変貌するシルクロードの国・ウズベキスタン鉄旅:⑦優しく親切なウズベキスタン人
8月18日、サマルカンド駅6:37発のアフラジャブ号に乗り込み、首都タシケントへ向かった。
次の動画は、アフラジャブ号がサマルカンド駅に到着する様子である。いま見てもワクワクする。砂漠やステップのなかを疾走しながら、中央アジアの国・ウズベキスタンの経済を下支えしている。
サマルカンド鉄道技術博物館で鉄ちゃん親子に出会う
サマルカンドからアフラジャブ号に揺られて約2時間。タシケントに到着したのは8:47だった。
列車を降りて早速訪れたのは、タシケント駅から歩いて5分のところにある鉄道技術博物館だった。博物館といっても建物があるわけではなく、屋外に往事の蒸気機関車やディーゼル機関車、電気機関車、客車などが並べてあるだけだ。かつて滋賀県の近江八幡駅のすぐ横で古い電車を並べただけの近江鉄道博物館があったが、それに似ている。
入場料を払って大きなキャリーバックを引きながら見学を始めようとすると、「その荷物預かってあげるよ」と職員のおじさんが声をかけてくれ、オフィスまで荷物を運んでくれた。

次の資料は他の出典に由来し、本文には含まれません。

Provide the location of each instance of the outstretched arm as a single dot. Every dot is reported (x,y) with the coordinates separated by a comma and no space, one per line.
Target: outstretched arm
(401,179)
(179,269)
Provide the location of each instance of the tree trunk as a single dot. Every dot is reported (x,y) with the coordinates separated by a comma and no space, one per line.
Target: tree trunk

旅行中、ウズベキスタンの人々は親切だなあと何度か感じたがあらためて実感した。
日曜の朝早くだったのでお客は私以外には父と息子の親子連れだけだった。お父さんさんの方が、「キミも好きやなあ」と言った調子で声をかけてきた。言葉はわからないが、鉄っちゃん同士心は通じる。「俺たち親子を撮ってくれ。そのかわりキミも撮ってあげよう」と言われ互いにスマホで撮影した。かのお父さんは息子に熱心に鉄っちゃんの教育をしていた。
ウズベキスタンの鉄道は帝政ロシア・ソ連規格なのでとにかくデカイ。例えば線路の幅は、日本のJRが1,067㎜の狭軌、新幹線や多くの私鉄、ヨーロッパの鉄道などは1,435mの標準軌であるのにたいして、ロシアの鉄道は1,520mmの広軌である。線路の幅が広くなれば、それだけ大きな構造ができる。展示されている蒸気機関車の運転席には自由に登ることができますが、まさによじ登る感じ。登ったのは良いが、降りるのが怖かったぐらいだ。

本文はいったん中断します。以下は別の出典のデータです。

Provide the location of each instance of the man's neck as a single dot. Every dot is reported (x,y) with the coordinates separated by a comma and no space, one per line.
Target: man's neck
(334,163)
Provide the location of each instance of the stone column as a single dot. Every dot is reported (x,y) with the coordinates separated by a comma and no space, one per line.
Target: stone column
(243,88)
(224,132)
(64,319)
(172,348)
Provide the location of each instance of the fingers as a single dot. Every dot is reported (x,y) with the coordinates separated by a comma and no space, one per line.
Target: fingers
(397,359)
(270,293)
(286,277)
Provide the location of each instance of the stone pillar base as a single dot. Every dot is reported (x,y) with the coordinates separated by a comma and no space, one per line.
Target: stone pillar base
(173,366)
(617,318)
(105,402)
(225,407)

この後訪問した国立歴史博物館では、帝政ロシアがウズベキスタンを支配下に入れていく上で鉄道が重要な役割を果たしたという趣旨の展示があった。と同時にこの地域の近代化や産業の発展にとって不可欠の存在でもあったと指摘していた。
機関車に付いている「カマ+トンカチにCCCP(ソ連)」のエンブレムがかっこよかった。とくに、上の写真にあるДB-0487という蒸気機関車が威風堂々として良かった。

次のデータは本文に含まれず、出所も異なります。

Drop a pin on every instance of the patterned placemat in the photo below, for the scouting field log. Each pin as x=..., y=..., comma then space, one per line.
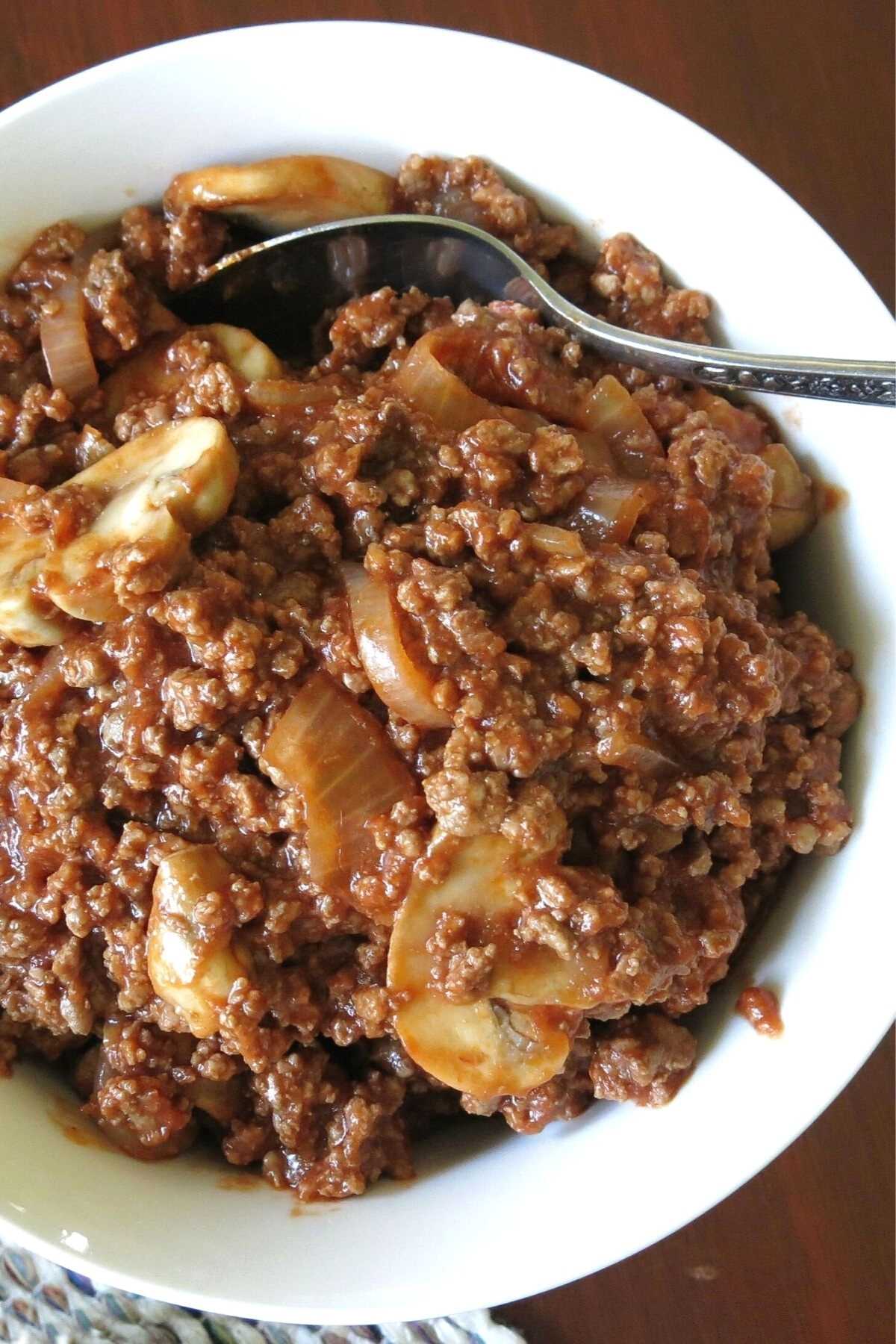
x=40, y=1303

鉄道技術博物館には、日本の狭軌よりも線路の幅が狭いナローゲージ(762mm)の列車も展示されていた。かつてソ連時代に、青少年教育の一環として子どもたちだけで運営している鉄道があったと聞いている。それかな?と思って例の鉄ちゃんのお父さんに聞いてみました。すると、そうではなく、かつてペテルブルクで走っていた軽便鉄道だというのだ。さすがお父さん、詳しい。これも、お互いに言葉は通じないが、鉄っちゃん同士のコミュニケーションでだいたい意味がわかった次第である。
さっと席を譲ってくれる地下鉄
首都タシケントには地下鉄が走っていて、なかなか便利だった。ソ連時代の1977年、中央アジアで最初の地下鉄として開業した。京都市の地下鉄が1981年開業なので、それより早い開業ということになる。
窓口でキップの代わりに1,400ソム(約16円)を払ってプラスチック製のトークンを買い、これを自動改札機に入れて構内に入る。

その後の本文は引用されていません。